« Les gens comme Kimmel ne devraient pas entrer dans nos foyers chaque soir pour répandre la haine », a déclaré la Première dame des États-Unis, Melania Trump, ce lundi. C'est une critique fréquente de Donald Trump. La Première dame a exprimé sa désapprobation envers l'animateur de talk-show Jimmy Kimmel, qu'elle accuse de véhiculer une « rhétorique de haine et de violence » après un récent monologue controversé, qui a fait grincer des dents au sein du gouvernement.
Ce message posté sur X par Melania Trump vient juste deux jours après les tirs qui ont eu lieu lors du gala des correspondants de la Maison Blanche, où le suspect semblait viser Donald Trump et plusieurs hautes personnalités du gouvernement.
Deux jours avant cet incident tragique, Jimmy Kimmel avait parodié, au sein de son émission sur ABC, le traditionnel monologue comique qui vise souvent le président lors de tels événements, en disant notamment que la Première dame avait « l’aura d’une veuve en devenir ». De nombreux dirigeants républicains ont condamné ces propos, affirmant qu'ils contribuaient à « légitimer la violence politique ». James Blair, un haut responsable de la Maison Blanche, a déclaré sur X que « Jimmy Kimmel ne devrait pas être à l’antenne ».

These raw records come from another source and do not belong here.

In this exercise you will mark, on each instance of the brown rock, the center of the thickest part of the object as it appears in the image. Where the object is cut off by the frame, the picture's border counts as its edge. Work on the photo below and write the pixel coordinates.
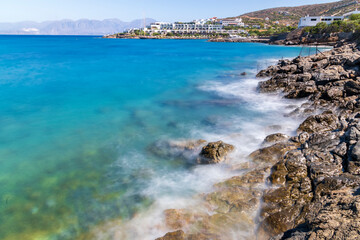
(272, 154)
(275, 138)
(177, 235)
(326, 121)
(214, 152)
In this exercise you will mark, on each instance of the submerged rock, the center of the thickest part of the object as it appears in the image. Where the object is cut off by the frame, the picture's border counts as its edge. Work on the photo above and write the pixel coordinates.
(326, 121)
(177, 235)
(275, 138)
(214, 152)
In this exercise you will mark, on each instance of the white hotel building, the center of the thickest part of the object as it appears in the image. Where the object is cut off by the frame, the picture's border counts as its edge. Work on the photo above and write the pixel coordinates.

Star des émissions de nuit
Pour Melania Trump, « ce monologue à propos de ma famille, ce n’est pas de l’humour ». Elle a qualifié Kimmel de « lâche » et a exhorté ABC à prendre des mesures à son encontre. Ce n'est pas la première fois que Kimmel est sous le feu des critiques de l'administration Trump. Célèbre figure des « late night shows », Jimmy Kimmel avait suscité un tollé en septembre dernier, lorsqu'il avait été accusé d’exploiter la mort de l'influenceur pro-Trump Charlie Kirk pour des raisons politiques.
Suite à ce scandale, ABC avait suspendu l'animateur, mais sous la pression médiatique et les accusations de censure, il avait été réintégré une semaine plus tard. Donald Trump avait salué sa suspension comme une « grande nouvelle pour l’Amérique », tout en qualifiant le retour de l’humoriste sur « ABC fake news ».